Полина встала со скамейки и пошла дальше.
Пока-пока, старый друг Оперный. До завтра!
Здравствуй, горсовет! Это очень показательно, что ты, дорогой горсовет, советуешься о жизни города в здании биржи. Сразу понятно, что советы бесплатными не бывают. Здорово, что ты есть, горсовет! Не будь тебя, не было бы этой чудесной-чудесной музыки из часов, заслышав которую каждый одессит становится невменяемо-любящим свой город и подпевает, подпевает. Даже не желая, подпевает про себя. Сила привычки!
Здорово, брат Пушкин! Как тебе жилось в моём городе в годы южной ссылки? Ах, какая формулировка! «1820 – 1824 – годы южной ссылки поэта». А ты так хотел на север! Но вреден север для тебя! Жил бы чуть позже, то севером бы тебе был не Санкт-Петербург, а ссылкой – отнюдь не Одесса. И не с саранчой бы ты боролся по ресторанам да театрам, а добывал бы что-нибудь поесть из вечной мерзлоты. В общем, дядя Фима говорит, что неплохо тебе здесь жилось, засранцу.
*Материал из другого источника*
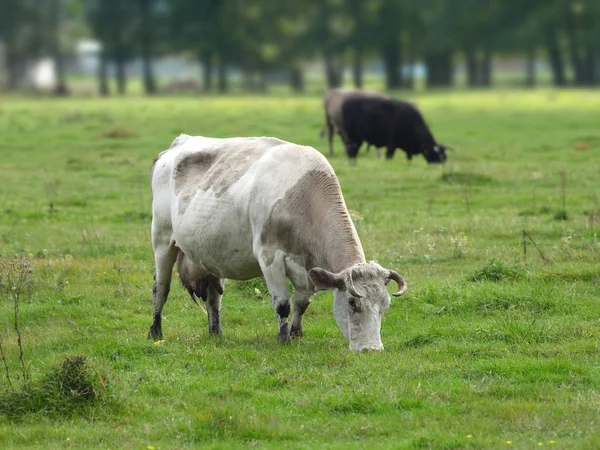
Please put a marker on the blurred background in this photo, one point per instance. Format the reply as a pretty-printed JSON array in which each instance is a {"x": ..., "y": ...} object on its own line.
[{"x": 118, "y": 47}]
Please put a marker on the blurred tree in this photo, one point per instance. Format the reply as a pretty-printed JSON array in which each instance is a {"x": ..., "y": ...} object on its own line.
[
  {"x": 22, "y": 35},
  {"x": 147, "y": 27},
  {"x": 209, "y": 30},
  {"x": 438, "y": 19},
  {"x": 113, "y": 23},
  {"x": 390, "y": 21}
]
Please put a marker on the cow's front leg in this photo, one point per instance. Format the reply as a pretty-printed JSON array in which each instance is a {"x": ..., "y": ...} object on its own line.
[
  {"x": 213, "y": 306},
  {"x": 164, "y": 259},
  {"x": 274, "y": 273},
  {"x": 301, "y": 302}
]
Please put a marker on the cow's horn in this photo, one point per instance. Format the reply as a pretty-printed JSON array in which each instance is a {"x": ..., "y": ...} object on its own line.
[
  {"x": 393, "y": 275},
  {"x": 350, "y": 285}
]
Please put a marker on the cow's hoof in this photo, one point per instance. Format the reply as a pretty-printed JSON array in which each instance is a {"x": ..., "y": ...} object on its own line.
[
  {"x": 215, "y": 332},
  {"x": 284, "y": 334},
  {"x": 155, "y": 333},
  {"x": 296, "y": 332}
]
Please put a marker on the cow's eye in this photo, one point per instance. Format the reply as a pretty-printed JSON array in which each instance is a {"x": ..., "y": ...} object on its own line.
[{"x": 353, "y": 303}]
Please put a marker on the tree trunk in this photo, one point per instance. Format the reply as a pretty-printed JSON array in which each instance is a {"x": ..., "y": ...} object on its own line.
[
  {"x": 471, "y": 66},
  {"x": 409, "y": 82},
  {"x": 590, "y": 65},
  {"x": 59, "y": 60},
  {"x": 13, "y": 63},
  {"x": 61, "y": 84},
  {"x": 222, "y": 74},
  {"x": 357, "y": 69},
  {"x": 103, "y": 88},
  {"x": 555, "y": 56},
  {"x": 590, "y": 58},
  {"x": 207, "y": 69},
  {"x": 297, "y": 79},
  {"x": 573, "y": 46},
  {"x": 147, "y": 41},
  {"x": 391, "y": 53},
  {"x": 331, "y": 74},
  {"x": 530, "y": 67},
  {"x": 485, "y": 68},
  {"x": 121, "y": 72},
  {"x": 262, "y": 80},
  {"x": 439, "y": 69}
]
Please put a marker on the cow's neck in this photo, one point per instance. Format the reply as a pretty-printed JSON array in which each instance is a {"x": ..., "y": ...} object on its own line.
[{"x": 340, "y": 248}]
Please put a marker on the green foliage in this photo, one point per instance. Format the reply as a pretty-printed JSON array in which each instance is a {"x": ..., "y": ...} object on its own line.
[
  {"x": 74, "y": 387},
  {"x": 452, "y": 177},
  {"x": 497, "y": 270},
  {"x": 497, "y": 361}
]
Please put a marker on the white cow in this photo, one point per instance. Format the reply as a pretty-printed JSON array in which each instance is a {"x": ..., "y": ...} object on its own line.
[{"x": 244, "y": 207}]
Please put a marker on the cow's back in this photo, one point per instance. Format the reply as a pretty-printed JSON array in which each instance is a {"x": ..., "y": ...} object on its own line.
[
  {"x": 221, "y": 193},
  {"x": 368, "y": 119}
]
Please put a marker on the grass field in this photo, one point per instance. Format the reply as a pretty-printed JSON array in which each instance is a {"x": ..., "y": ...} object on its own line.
[{"x": 492, "y": 347}]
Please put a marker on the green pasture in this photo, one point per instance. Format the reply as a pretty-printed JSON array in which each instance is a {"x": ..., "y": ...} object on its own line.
[{"x": 495, "y": 345}]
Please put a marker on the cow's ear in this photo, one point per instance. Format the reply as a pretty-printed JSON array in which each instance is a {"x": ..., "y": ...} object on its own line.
[{"x": 323, "y": 279}]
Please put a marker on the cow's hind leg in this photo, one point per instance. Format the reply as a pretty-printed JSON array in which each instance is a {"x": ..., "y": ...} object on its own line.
[
  {"x": 301, "y": 302},
  {"x": 213, "y": 306},
  {"x": 275, "y": 277},
  {"x": 164, "y": 259},
  {"x": 330, "y": 133}
]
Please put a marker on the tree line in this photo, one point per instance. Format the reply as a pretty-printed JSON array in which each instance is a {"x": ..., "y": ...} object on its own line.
[{"x": 259, "y": 38}]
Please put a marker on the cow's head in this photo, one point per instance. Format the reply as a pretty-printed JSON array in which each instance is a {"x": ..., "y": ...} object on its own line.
[
  {"x": 359, "y": 300},
  {"x": 437, "y": 154}
]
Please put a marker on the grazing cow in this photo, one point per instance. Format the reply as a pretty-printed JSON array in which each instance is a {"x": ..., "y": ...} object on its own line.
[
  {"x": 240, "y": 208},
  {"x": 388, "y": 123},
  {"x": 334, "y": 99}
]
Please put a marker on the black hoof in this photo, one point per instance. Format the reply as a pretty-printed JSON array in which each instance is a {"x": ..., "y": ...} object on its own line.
[
  {"x": 215, "y": 332},
  {"x": 155, "y": 334},
  {"x": 284, "y": 334},
  {"x": 296, "y": 332}
]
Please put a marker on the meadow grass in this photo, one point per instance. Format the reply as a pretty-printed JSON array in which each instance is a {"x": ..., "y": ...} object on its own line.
[{"x": 490, "y": 345}]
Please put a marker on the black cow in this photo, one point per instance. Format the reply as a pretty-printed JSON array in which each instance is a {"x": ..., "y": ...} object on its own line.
[{"x": 388, "y": 123}]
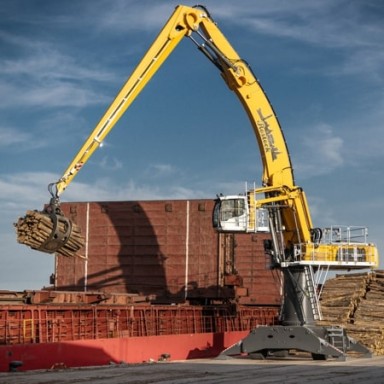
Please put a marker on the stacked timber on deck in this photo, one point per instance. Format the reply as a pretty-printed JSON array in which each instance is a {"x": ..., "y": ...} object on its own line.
[{"x": 356, "y": 302}]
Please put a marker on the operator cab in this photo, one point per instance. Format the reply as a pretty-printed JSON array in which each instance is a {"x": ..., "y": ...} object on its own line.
[{"x": 233, "y": 214}]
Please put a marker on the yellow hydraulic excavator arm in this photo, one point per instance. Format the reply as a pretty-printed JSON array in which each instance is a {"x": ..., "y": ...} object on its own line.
[
  {"x": 197, "y": 24},
  {"x": 289, "y": 217}
]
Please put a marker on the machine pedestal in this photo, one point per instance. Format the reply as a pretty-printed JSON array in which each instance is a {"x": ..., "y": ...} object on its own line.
[{"x": 320, "y": 342}]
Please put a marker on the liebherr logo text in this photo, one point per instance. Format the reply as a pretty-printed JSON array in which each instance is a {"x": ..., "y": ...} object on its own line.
[{"x": 266, "y": 135}]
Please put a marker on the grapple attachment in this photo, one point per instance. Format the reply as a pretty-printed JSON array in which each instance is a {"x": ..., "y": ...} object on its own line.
[{"x": 49, "y": 230}]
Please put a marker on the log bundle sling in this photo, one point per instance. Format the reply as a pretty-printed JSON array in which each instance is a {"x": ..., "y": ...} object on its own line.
[{"x": 49, "y": 232}]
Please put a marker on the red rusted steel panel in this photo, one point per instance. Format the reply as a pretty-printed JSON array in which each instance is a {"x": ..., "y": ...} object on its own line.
[
  {"x": 168, "y": 252},
  {"x": 25, "y": 324}
]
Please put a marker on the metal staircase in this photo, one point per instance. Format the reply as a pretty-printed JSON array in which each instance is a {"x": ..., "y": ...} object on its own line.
[{"x": 312, "y": 292}]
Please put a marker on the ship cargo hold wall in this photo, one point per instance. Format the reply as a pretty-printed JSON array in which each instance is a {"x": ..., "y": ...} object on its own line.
[{"x": 165, "y": 252}]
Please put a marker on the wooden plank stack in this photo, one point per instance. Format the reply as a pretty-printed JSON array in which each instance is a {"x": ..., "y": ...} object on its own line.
[
  {"x": 356, "y": 302},
  {"x": 35, "y": 230}
]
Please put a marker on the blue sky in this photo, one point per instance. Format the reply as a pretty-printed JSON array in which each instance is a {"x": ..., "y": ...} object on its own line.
[{"x": 186, "y": 136}]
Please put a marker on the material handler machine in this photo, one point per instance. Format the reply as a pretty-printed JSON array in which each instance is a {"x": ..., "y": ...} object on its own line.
[{"x": 297, "y": 248}]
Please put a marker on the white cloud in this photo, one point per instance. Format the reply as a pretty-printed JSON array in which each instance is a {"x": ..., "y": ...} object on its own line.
[
  {"x": 321, "y": 152},
  {"x": 10, "y": 136}
]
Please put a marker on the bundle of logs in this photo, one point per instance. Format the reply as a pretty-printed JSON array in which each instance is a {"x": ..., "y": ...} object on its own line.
[
  {"x": 35, "y": 230},
  {"x": 356, "y": 302}
]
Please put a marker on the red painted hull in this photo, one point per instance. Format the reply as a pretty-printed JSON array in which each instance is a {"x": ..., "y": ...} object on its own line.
[{"x": 80, "y": 353}]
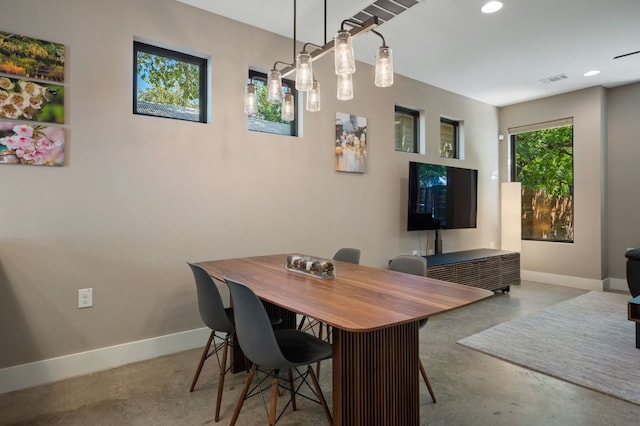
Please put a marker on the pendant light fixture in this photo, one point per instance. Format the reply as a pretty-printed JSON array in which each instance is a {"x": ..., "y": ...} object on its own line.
[
  {"x": 287, "y": 110},
  {"x": 345, "y": 87},
  {"x": 384, "y": 64},
  {"x": 313, "y": 97},
  {"x": 345, "y": 67},
  {"x": 250, "y": 99},
  {"x": 274, "y": 86},
  {"x": 345, "y": 62},
  {"x": 304, "y": 72}
]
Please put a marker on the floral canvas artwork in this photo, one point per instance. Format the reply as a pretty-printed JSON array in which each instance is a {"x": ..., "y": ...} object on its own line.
[
  {"x": 33, "y": 144},
  {"x": 27, "y": 100},
  {"x": 351, "y": 143},
  {"x": 31, "y": 58}
]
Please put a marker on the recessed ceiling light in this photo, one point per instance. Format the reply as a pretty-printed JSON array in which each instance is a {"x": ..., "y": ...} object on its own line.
[{"x": 491, "y": 7}]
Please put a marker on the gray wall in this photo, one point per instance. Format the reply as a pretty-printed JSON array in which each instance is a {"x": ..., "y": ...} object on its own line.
[
  {"x": 140, "y": 196},
  {"x": 622, "y": 184}
]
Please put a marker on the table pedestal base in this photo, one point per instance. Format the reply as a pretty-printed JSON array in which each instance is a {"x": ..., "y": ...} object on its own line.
[{"x": 375, "y": 377}]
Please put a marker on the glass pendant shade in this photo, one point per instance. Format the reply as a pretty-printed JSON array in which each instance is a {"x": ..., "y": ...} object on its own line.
[
  {"x": 384, "y": 67},
  {"x": 304, "y": 72},
  {"x": 345, "y": 87},
  {"x": 287, "y": 110},
  {"x": 313, "y": 97},
  {"x": 250, "y": 99},
  {"x": 345, "y": 62},
  {"x": 274, "y": 87}
]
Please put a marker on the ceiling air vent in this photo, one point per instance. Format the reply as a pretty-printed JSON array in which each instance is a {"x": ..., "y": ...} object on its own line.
[
  {"x": 384, "y": 10},
  {"x": 554, "y": 78}
]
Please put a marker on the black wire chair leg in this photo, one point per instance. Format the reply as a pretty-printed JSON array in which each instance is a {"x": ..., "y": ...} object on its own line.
[{"x": 205, "y": 355}]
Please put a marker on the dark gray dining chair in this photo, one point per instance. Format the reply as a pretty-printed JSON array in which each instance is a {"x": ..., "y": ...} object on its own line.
[
  {"x": 415, "y": 265},
  {"x": 220, "y": 320},
  {"x": 345, "y": 254},
  {"x": 271, "y": 351}
]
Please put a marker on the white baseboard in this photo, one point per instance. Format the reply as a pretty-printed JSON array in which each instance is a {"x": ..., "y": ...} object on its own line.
[
  {"x": 563, "y": 280},
  {"x": 68, "y": 366},
  {"x": 616, "y": 284}
]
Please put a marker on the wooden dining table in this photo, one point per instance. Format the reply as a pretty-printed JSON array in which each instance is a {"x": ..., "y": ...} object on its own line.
[{"x": 374, "y": 313}]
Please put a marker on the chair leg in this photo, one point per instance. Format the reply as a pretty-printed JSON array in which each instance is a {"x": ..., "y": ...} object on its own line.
[
  {"x": 274, "y": 398},
  {"x": 203, "y": 358},
  {"x": 223, "y": 371},
  {"x": 323, "y": 402},
  {"x": 243, "y": 395},
  {"x": 426, "y": 381},
  {"x": 292, "y": 391},
  {"x": 302, "y": 321}
]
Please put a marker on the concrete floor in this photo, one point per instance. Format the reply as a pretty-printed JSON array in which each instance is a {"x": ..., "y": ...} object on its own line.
[{"x": 472, "y": 388}]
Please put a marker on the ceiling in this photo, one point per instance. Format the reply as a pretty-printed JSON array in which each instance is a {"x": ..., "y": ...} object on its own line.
[{"x": 500, "y": 59}]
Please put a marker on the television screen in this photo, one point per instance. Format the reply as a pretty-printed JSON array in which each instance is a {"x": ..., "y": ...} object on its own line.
[{"x": 441, "y": 197}]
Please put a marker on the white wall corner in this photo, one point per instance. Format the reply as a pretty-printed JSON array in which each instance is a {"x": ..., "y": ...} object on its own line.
[
  {"x": 616, "y": 284},
  {"x": 563, "y": 280},
  {"x": 74, "y": 365}
]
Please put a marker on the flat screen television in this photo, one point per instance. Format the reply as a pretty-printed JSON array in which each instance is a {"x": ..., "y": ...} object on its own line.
[{"x": 441, "y": 197}]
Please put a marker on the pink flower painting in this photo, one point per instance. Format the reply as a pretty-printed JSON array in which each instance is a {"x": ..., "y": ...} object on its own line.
[{"x": 39, "y": 145}]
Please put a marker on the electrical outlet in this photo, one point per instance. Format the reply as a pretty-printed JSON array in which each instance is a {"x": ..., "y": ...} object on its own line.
[{"x": 85, "y": 297}]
Ты не переживай, брат Пушкин. И не сердись на дядю Фиму. Он тебя любит. Но Воронцова тоже любит. Вот такой он противоречивый, наш дядя Фима. Кстати, зря ты Воронцова обгадил. Нехорошо, брат Пушкин. А ещё дворянин! Ладно, бывай. Крепче за гранитный пьедестал держись, бюст! Привет голубям. Теперь будем часто видеться. Я тут по утрам ходить буду!
И дальше, дальше. В сапогах для особо торжественных случаев! Только в таких и можно ходить по Приморскому бульвару. О! Вот слева какая-то сильно блатная поликлиника откуда-то совсем из детства… Ах, ну да. Пухлые истории, энцефалограммы. Повторные энцефалограммы. Случай чудесного исцеления от отсутствующей хвори. Надо же, что память хранит! Событийный ряд – смутно. Кусок угла – фотографически! И даже пейзаж, что там, за сплошными глухими створками закрытых ворот.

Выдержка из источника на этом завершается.